I’ve been wrestling a lot lately with the “prophetic” part of the baptismal call: priest, PROPHET, king. Like many people, until I was well into adulthood I had a wrong understanding of what it means to be a prophet. Prophecy was never about predicting the future. It was about speaking for God. Isaiah, Ezekiel, Jeremiah et al called out leaders, cultural institutions, and members of the culture for behaviors and attitudes that stood in opposition to the covenant they’d sworn to uphold.

Of course, no one likes being called out, so prophets often ended up exiled or stoned to death or beheaded (like John the Baptist). But it didn’t change the fact that they were speaking truth to power, whether anybody ever changed or not.

It’s hard to discern this call in modern life. The world is so noisy, and people speak what they believe to be “truth” with great volume and varying justification. I’ve been in far too many debates lately, and the people other side of these debates are absolutely convinced that they are the ones speaking truth and I am misguided, while I believe to the depths of my bones that it’s exactly the opposite.

Both of us can’t be right.

It’s difficult to discern when to speak and when to let someone else have the last word.
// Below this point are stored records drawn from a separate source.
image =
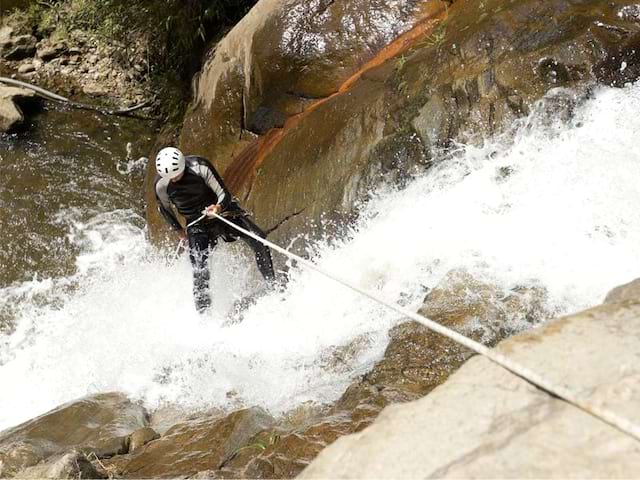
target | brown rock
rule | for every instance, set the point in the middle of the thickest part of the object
(625, 293)
(26, 68)
(487, 65)
(193, 446)
(73, 465)
(141, 437)
(99, 424)
(48, 53)
(11, 100)
(415, 362)
(14, 46)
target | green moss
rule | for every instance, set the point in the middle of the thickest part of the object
(170, 35)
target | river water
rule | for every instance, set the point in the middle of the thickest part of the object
(94, 308)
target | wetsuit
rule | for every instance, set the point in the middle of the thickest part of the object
(199, 187)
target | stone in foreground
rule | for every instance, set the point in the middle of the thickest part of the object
(485, 422)
(100, 424)
(10, 112)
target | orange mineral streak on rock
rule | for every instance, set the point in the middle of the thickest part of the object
(239, 176)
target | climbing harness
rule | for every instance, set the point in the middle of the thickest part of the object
(560, 391)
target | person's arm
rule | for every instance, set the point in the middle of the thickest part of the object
(164, 205)
(209, 174)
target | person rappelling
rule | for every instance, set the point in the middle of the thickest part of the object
(196, 190)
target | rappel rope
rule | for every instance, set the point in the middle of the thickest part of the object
(560, 391)
(182, 243)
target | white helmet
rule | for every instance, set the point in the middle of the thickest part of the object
(170, 162)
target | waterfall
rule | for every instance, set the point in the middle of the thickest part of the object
(553, 204)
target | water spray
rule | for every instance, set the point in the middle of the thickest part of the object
(562, 392)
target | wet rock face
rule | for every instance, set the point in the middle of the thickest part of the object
(72, 465)
(14, 46)
(479, 422)
(11, 101)
(99, 424)
(193, 446)
(470, 77)
(278, 61)
(280, 57)
(629, 292)
(415, 362)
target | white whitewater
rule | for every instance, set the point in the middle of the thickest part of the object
(556, 205)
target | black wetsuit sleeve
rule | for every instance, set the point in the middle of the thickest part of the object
(164, 205)
(213, 180)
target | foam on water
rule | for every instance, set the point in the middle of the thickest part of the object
(556, 205)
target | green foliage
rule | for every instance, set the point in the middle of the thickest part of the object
(170, 35)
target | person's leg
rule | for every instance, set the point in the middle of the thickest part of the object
(262, 252)
(199, 256)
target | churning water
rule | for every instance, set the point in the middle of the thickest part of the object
(553, 204)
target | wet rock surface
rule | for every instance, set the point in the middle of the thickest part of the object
(469, 77)
(71, 465)
(16, 46)
(485, 422)
(119, 439)
(415, 362)
(192, 446)
(629, 292)
(99, 424)
(11, 101)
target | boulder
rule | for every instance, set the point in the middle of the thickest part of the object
(49, 52)
(11, 98)
(100, 424)
(629, 292)
(14, 46)
(193, 446)
(485, 422)
(71, 465)
(415, 362)
(280, 58)
(466, 78)
(26, 68)
(141, 437)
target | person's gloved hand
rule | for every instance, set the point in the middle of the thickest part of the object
(211, 209)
My husband says, “They’re never going to change their minds. Quit arguing. Just scroll by.” But I say, “These are things that doesn’t even stand up under the weight of critical thinking and reason, let alone the faith. If we don’t speak the truth, we cede the battlefield to the devil.”

These days I bring everything back to its essence: “This post/argument/belief is inconsistent with the Gospel.” We’ve been blurring the lines between faith and politics so long, we often don’t even recognize that some of the most passionately-held opinions in Religious World have nothing whatsoever to do with the Gospel, and are, in some cases, contrary to it. I understand it, because I lived it until I was more than thirty years old. It was a hard thing, requiring a lot of humility and prayer, to allow myself to change. It only happened because the reality of parenting a child with a developmental disability put me nose to nose with inconvenient truths I had, until then, been able to ignore.

It’s very uncomfortable to envision oneself in a prophetic role. Who am I to do this? How can I be sure I’m actually speaking what God wants said? What if I’m wrong?

Except… the sea change in my world view has been so tightly woven into my spiritual growth, I don’t see how it could be wrong. I’ve been praying too long, too fervently, and too consistently for discernment, for wisdom, for clarity, for God’s will, and for God to keep me on the path of that will, whatever it is. There’s no way God would have allowed me to continue on a totally erroneous path. If I were wrong, God would have put me face to face with other inconvenient truths I couldn’t avoid, to make it clear I needed to detour. Instead, the epiphanies of the last decade or two keep being confirmed.

I’m afraid of breaking relationships. I’m afraid of going too far and abandoning God’s path in the opposite direction. I’m afraid of speaking the right thing in the wrong way and doing more harm than good. I’m afraid of failing altogether when the stakes are so high. Most of all, I’m worn out by the battle. I know in the end, God will sort it out, that “success is not the prize” as Rory Cooney wrote. But it’s hard to stand in the maelstrom and wonder if I’m being egotistical for thinking I’m meant to be in it at all.